Article ID: | iaor201525060 |
Volume: | 12 |
Issue: | 3 |
Start Page Number: | 199 |
End Page Number: | 217 |
Publication Date: | Jul 2014 |
Journal: | Decision Sciences Journal of Innovative Education |
Authors: | Pinder Jonathan P |
Keywords: | statistics: regression, simulation: applications, statistics: inference |
Business analytics courses, such as marketing research, data mining, forecasting, and advanced financial modeling, have substantial predictive modeling components. The predictive modeling in these courses requires students to estimate and test many linear regressions. As a result, false positive variable selection (type I errors) is nearly certain to occur. This article describes an in‐class demonstration that shows the frequency and impact of false positives on data mining regression‐based predictive modeling.

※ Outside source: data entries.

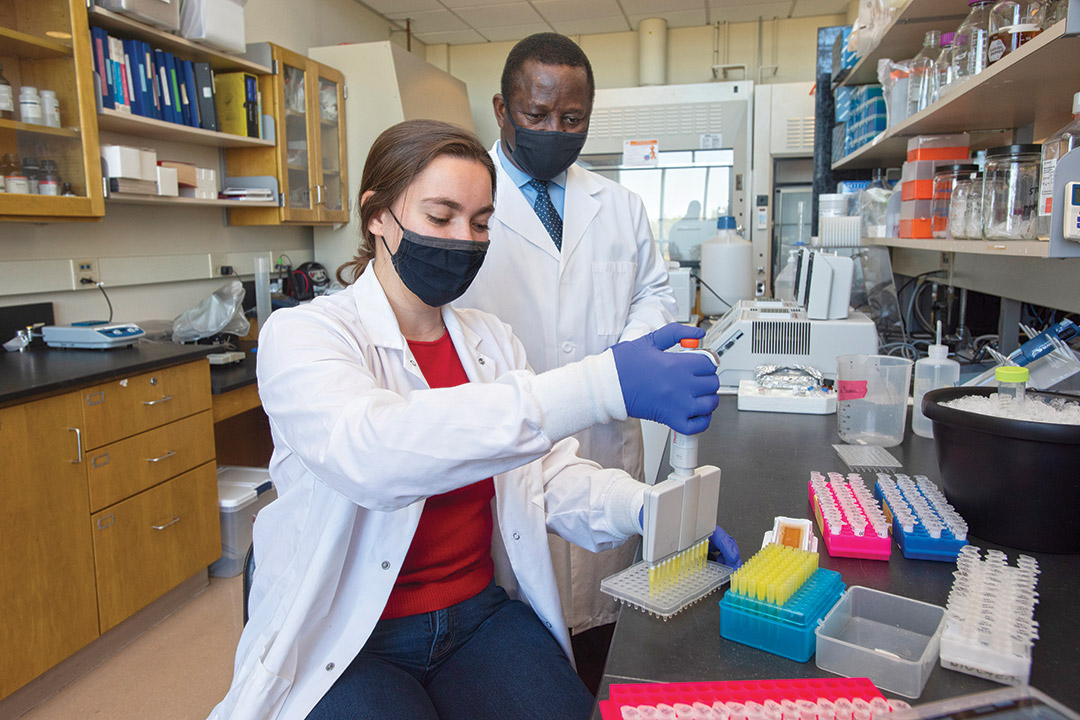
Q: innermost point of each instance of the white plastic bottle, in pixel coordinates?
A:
(1053, 149)
(931, 374)
(727, 265)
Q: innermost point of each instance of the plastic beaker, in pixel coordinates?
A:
(872, 398)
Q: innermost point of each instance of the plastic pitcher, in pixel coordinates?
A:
(872, 398)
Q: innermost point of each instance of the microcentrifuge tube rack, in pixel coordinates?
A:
(801, 698)
(923, 524)
(631, 587)
(850, 519)
(989, 616)
(775, 600)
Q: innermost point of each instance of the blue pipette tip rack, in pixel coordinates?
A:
(787, 629)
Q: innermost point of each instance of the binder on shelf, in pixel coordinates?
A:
(204, 92)
(235, 103)
(190, 93)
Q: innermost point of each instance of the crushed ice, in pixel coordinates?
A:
(1035, 408)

In this demonstration, 500 randomly generated independent (X) variables are individually regressed against a single, randomly generated (Y) variable, and the resulting 500 p‐values are sorted and examined. This experiment is repeated and the distribution of the number of variables significant at the 5% level resulting from this simulation is presented and discussed. The demonstration provides a tangible example in which students see the reality and risks of incorrectly inferring statistical significance of independent regression variables. Students have expressed a deeper understanding and appreciation of the risks of type I errors through this demonstration. This demonstration is innovative because the scale of the simulation allows the students to experience the near certainty that the correlations shown in the results are truly random.